社会イノベーション事業をグローバルで展開している日立では、政策立案者や政府関係者に日立の専門技術に関する情報を提供することにより、日立の技術が米国社会に貢献できることを直接的、間接的に伝えています。例えば、政策提案にかかわることもあるブルッキングス研究所(The Brookings Institution)、アメリカ科学振興協会(AAAS:American Association for the Advancement of Science)、戦略国際問題研究所(CSIS:Center for Strategic and International Studies)、外交問題評議会(CFR:Council on Foreign Relations)など権威ある機関に在籍する研究者の日立のビジネスや技術力に対する理解を深め、各機関の政策立案における専門技術の反映に貢献しています。

欧州:欧州コーポレート事務所

ベルギーのブリュッセルにある欧州コーポレート事務所は、欧州の社会課題に積極的にかかわり、ビジネスを通じて欧州政策に貢献することで認知度向上をめざす活動を実施しています。 2013年度は、11月から欧州委員会が推進する環境フットプリントのパイロットプロジェクトに参加し、早期の段階から政策の策定議論に参画しました。

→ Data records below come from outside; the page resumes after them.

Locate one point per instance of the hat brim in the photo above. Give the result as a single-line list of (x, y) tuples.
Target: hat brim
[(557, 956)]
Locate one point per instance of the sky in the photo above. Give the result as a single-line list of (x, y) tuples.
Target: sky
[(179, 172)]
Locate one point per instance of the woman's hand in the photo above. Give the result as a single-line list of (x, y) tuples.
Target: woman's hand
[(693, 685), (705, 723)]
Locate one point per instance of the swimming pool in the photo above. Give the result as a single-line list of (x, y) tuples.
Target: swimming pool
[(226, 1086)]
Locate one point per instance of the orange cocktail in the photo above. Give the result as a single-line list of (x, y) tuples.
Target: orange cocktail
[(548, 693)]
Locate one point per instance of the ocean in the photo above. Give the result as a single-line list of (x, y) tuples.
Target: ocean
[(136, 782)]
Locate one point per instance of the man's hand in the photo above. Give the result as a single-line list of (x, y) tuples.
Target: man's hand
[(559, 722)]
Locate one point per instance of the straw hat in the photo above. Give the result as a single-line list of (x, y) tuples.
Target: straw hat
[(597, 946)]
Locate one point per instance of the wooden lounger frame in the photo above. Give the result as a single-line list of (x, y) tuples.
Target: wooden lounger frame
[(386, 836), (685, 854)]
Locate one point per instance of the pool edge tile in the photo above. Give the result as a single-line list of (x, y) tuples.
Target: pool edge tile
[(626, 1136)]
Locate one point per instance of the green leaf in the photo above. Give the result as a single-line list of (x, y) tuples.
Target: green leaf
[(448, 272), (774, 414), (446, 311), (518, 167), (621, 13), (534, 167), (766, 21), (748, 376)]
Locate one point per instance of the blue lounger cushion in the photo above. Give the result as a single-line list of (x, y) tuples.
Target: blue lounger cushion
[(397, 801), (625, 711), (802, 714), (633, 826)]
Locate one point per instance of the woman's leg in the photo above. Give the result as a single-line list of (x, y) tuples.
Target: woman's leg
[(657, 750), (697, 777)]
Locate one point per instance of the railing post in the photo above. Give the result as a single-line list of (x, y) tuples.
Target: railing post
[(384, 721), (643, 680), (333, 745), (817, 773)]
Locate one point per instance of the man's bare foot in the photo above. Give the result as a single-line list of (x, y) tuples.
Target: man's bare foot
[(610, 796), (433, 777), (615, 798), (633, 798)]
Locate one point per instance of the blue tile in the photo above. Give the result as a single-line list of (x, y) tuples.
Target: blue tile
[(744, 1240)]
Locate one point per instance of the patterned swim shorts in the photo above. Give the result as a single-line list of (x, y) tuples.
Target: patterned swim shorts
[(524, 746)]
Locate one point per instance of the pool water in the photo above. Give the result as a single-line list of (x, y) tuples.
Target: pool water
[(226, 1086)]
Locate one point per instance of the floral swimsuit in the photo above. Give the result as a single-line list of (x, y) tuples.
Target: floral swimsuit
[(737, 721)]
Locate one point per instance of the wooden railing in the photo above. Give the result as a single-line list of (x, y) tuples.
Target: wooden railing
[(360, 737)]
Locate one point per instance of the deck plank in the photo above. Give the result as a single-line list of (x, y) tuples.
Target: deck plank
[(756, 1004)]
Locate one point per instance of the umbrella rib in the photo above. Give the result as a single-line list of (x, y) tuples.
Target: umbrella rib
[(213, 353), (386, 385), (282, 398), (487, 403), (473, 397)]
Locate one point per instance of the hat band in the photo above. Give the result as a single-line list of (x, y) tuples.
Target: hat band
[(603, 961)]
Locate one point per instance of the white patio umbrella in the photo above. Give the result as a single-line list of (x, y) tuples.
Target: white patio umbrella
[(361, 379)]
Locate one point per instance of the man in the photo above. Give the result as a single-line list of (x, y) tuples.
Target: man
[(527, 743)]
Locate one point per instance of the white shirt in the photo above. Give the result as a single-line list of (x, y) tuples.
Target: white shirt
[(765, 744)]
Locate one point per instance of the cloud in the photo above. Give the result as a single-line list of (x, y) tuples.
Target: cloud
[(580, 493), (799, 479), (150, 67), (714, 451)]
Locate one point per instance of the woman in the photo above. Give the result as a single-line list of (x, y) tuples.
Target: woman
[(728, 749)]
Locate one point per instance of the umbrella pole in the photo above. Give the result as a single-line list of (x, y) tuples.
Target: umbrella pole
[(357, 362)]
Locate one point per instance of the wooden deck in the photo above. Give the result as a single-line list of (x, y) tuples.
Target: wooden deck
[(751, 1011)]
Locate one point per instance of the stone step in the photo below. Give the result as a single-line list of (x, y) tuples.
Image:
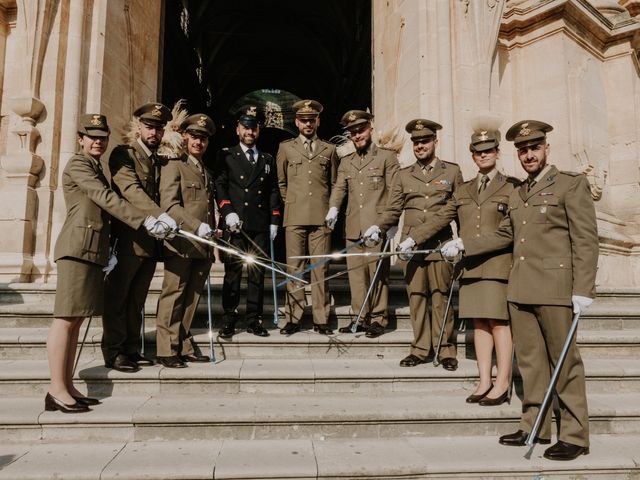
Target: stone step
[(286, 416), (472, 457), (30, 343), (291, 376)]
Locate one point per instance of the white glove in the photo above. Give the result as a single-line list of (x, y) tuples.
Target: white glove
[(204, 231), (111, 263), (171, 223), (155, 228), (580, 303), (233, 222), (452, 248), (372, 236), (331, 218)]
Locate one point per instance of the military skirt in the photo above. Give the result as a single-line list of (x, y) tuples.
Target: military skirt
[(483, 299), (80, 288)]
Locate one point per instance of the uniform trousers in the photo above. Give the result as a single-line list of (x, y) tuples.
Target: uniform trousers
[(316, 240), (258, 246), (429, 279), (126, 290), (539, 332), (182, 285), (361, 272)]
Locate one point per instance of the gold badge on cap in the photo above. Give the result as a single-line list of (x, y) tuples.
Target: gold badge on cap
[(525, 130)]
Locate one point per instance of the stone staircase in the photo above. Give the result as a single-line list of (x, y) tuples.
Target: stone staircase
[(305, 406)]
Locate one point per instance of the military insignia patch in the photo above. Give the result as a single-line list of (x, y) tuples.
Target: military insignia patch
[(525, 130)]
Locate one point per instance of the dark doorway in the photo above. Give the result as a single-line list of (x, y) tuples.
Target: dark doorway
[(217, 52)]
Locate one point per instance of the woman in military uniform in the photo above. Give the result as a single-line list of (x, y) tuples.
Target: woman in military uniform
[(81, 254), (479, 205)]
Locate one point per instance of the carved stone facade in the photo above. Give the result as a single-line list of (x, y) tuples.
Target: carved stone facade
[(572, 63)]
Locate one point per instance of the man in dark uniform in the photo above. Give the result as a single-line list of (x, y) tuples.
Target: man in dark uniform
[(552, 225), (134, 171), (307, 170), (249, 204), (421, 190)]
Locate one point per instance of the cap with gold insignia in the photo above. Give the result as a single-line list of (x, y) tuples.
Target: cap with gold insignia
[(155, 114), (422, 128), (482, 140), (199, 124), (355, 118), (94, 125), (250, 116), (528, 132), (307, 108)]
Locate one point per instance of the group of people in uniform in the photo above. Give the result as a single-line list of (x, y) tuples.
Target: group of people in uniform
[(525, 255)]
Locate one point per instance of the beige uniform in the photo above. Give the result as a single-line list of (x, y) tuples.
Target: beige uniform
[(420, 193), (555, 255), (134, 176), (186, 194), (305, 180), (366, 179), (483, 284)]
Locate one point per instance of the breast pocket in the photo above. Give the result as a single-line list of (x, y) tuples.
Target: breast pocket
[(543, 208), (194, 191)]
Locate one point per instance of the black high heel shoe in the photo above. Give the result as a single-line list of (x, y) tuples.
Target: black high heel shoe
[(86, 400), (51, 404)]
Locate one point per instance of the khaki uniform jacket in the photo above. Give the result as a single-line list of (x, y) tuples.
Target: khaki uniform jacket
[(555, 240), (305, 181), (367, 180), (134, 178), (476, 216), (90, 205), (421, 197), (186, 194)]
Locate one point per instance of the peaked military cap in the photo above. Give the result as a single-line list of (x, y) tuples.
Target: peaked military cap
[(482, 140), (422, 128), (354, 118), (307, 108), (94, 125), (155, 114), (199, 124), (528, 132), (250, 116)]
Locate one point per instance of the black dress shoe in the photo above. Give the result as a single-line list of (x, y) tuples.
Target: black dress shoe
[(492, 402), (565, 451), (519, 439), (52, 404), (375, 330), (227, 331), (195, 358), (257, 329), (411, 361), (450, 364), (322, 329), (87, 400), (348, 328), (290, 328), (172, 362), (477, 398), (122, 364), (141, 360)]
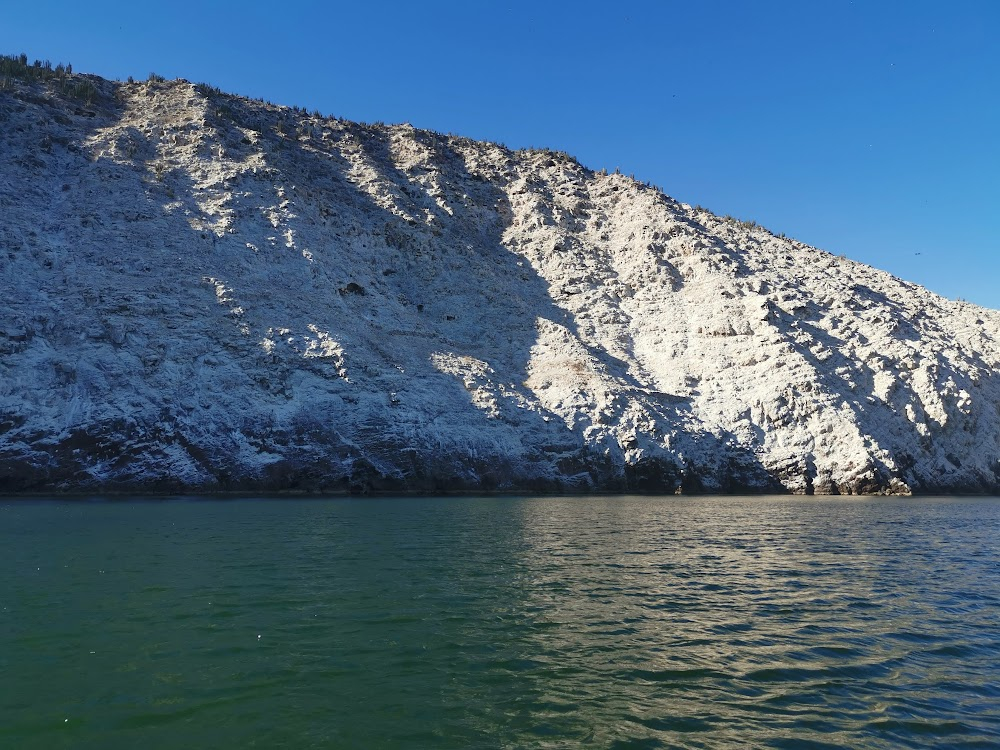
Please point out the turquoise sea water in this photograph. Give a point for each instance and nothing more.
(500, 623)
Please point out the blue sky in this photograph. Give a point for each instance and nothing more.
(868, 128)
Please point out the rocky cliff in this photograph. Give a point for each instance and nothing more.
(204, 292)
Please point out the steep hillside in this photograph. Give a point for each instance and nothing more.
(203, 292)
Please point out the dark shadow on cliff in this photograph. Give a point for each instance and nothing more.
(333, 307)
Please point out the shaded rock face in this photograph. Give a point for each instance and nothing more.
(203, 292)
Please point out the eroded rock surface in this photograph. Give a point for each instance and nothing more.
(203, 292)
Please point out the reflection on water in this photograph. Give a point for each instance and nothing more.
(468, 623)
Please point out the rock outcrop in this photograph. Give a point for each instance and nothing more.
(204, 292)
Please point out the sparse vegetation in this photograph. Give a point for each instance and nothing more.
(16, 68)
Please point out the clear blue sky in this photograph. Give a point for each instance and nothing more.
(869, 128)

また、非財務情報開示に関する会社法改正案や紛争鉱物関連法案が、グローバル社会が抱える課題の解決と企業価値の増大につながる政策となるよう提言を行っています。また、日立が行っている事業に理解を深めてもらうため、2014年度にヘルスケア分野をテーマに実施予定の日立科学技術フォーラムのプレ活動として欧州委員会関係者とのワークショップなどを実施し、政策担当者との交流を図っています。